À la maison, nos parents parlaient peu. Ils n’autorisaient aucun passé, aucun précédent, ils étaient de cette génération-là. Ce qu’ils possédaient était ce qu’ils avaient fabriqué. Ils étaient la dépression au creux de laquelle nous nous coulions, le poids de leurs attentes façonnant notre expérience de l’appartenance. Dans notre maison, les règles et la structure des affects se transmettaient par osmose, le noyau familial incarné par les parents, la fratrie, lignes rampantes de tension et de responsabilité. J’avais appris à observer. J’observais ma mère, jamais inactive mais aussi léthargique qu’un ver de terre, dont je ne pouvais imaginer la vie à l’extérieur de la maison, même si elle passait beaucoup de temps loin de nous, pour redonner à la collectivité, se rendre utile.
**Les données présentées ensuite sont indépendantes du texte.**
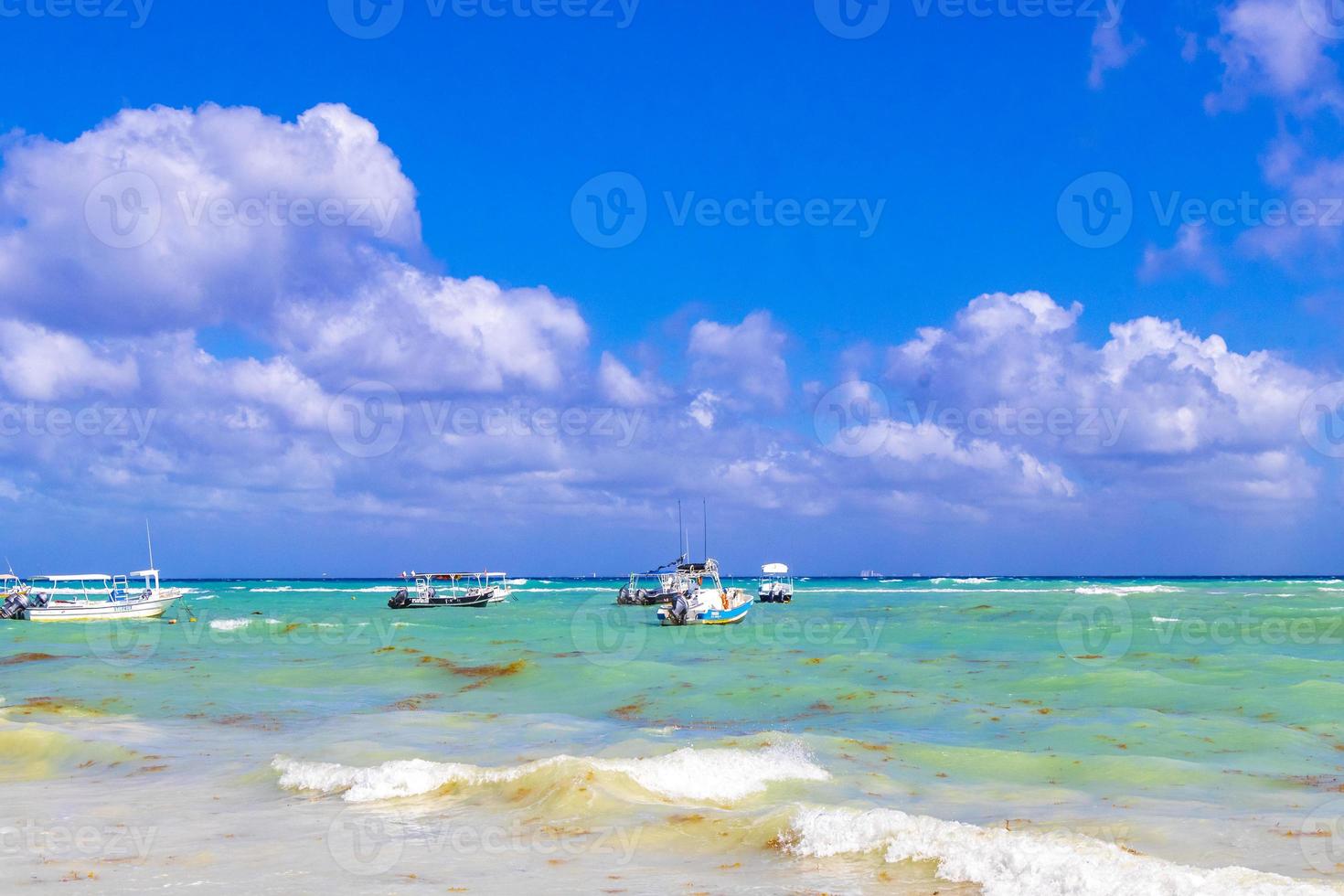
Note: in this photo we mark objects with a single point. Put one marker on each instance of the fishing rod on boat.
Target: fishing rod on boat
(182, 604)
Mon père aussi était souvent absent, un vague homme d’affaires manifestant dans son travail un entrain qu’on ne lui connaissait pas chez nous. J’observais mes adelphes qui arrivaient à maturité, tentaient en vain de se choisir une vie, erraient pendant un temps, ressentant la tentation, ressentant leur trahison, pour finalement revenir s’installer à la vue, en sûreté. On ne disait jamais un mot là-dessus. J’en étais venue à comprendre ce que ce silence exigeait de moi.
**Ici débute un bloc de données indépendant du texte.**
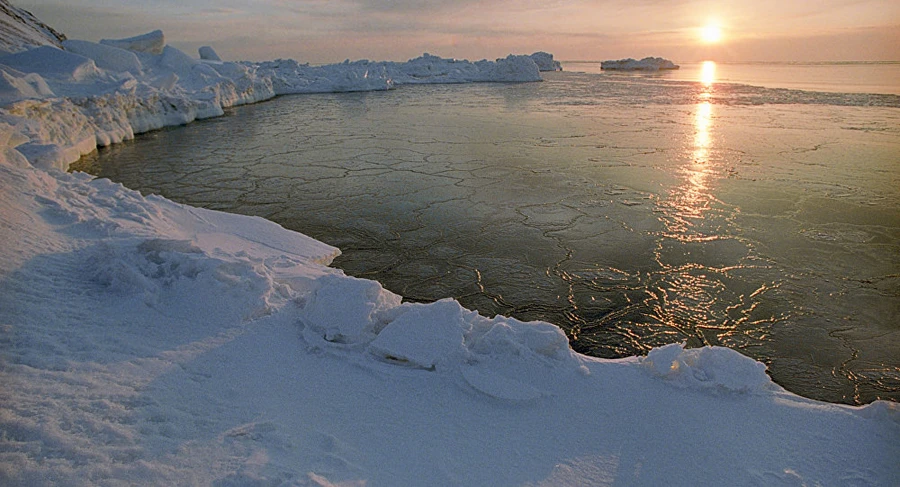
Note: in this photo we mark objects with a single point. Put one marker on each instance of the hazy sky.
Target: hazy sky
(334, 30)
Ainsi, peu à peu, j’avais appris à parler par phrases lentes et déclaratives. Je me limitais à une exposition simple ou à des questions directes et ouvertes. Préférant pécher par excès de prudence, j’avais acquis la réputation d’être malléable et facile à manipuler. Et il est vrai que, lorsque confrontée à d’autres gens, de ceux qui avaient tendance à toujours vouloir avoir le dessus, ma volonté d’impuissance ressortait: j’avais tendance à me montrer déférente, foncièrement docile, et me perdais en proverbiales courbettes jusqu’à plier en deux. Cette attitude venait avec son lot de problèmes – nommément que la docilité fait ressortir le sadisme des gens, le désir atavique de mordre la cheville du plus faible du groupe. Comme le dit une autrice, ce ne sont pas les doux qui hériteront de la terre. Les doux prennent des coups de pied dans les dents. (p. 30-31)
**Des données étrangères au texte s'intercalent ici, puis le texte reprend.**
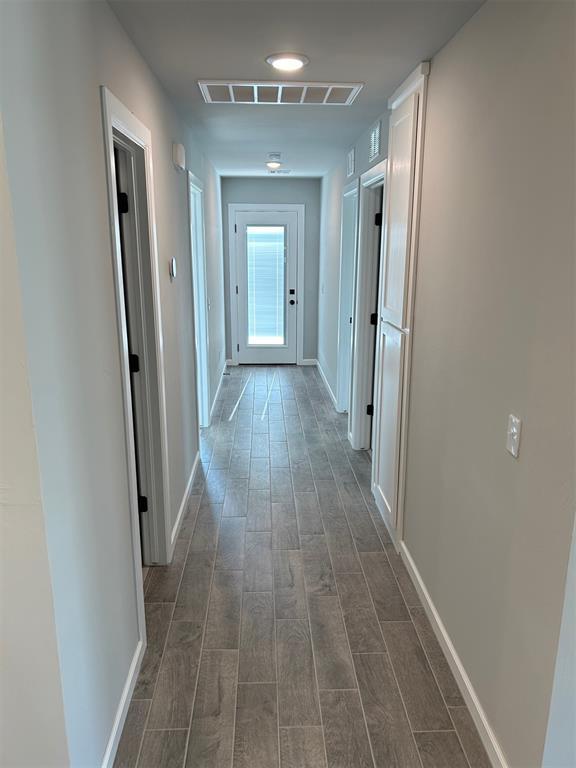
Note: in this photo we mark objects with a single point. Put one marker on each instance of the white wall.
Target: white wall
(55, 56)
(32, 728)
(281, 190)
(560, 748)
(215, 278)
(329, 274)
(493, 335)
Mais me voilà encore en pleine digression, plongée dans le passé, qui après tout n’explique pas grand-chose, les lignes de fuite étant si variées, la question du mal et de sa reproduction si insoluble, les commencements toujours en recommencement. Ceci est une histoire sur mon frère, alors reprenons une fois de plus.
Sujette comme je l’étais à l’oisiveté, je tentais en l’absence de mon frère de maintenir une routine. Chaque jour, je décrochais la hache de son emplacement près de la porte arrière et m’attelais à fendre des bûches, l’une de mes tâches quotidiennes les plus importantes car, bien que mon frère eût fait installer le plus efficace des systèmes de chauffage central, bien qu’il eût fait isoler la maison jusqu’aux chevrons à l’aide des technologies les plus modernes et au coût le plus élevé, et bien que les pièces de la demeure atteignissent la plupart du temps des températures torrides, puisque mon frère gardait les fenêtres fermées et verrouillées en tout temps, il avait besoin de l’ambiance et du caractère historique que seul un feu de bois pouvait offrir. Tandis que, tout en regardant les branches nues fouetter le ciel, je brandissais la hache au nom de mon frère, un pressentiment m’envahit, ou plutôt je me sentis cernée par une impression qui me précédait et se poursuivrait une fois que je serais partie, la conscience d’une catastrophe juste au-delà de la barrière du jardin, vers laquelle une petite décision précipitée de ma part me propulsait. Après tout, il n’y avait nulle part d’autre où aller, tout finit par atteindre son terminus. C’était une anticipation congénitale, intermittente et providentielle. Elle était à peine dissimulée, et pas entièrement indésirée.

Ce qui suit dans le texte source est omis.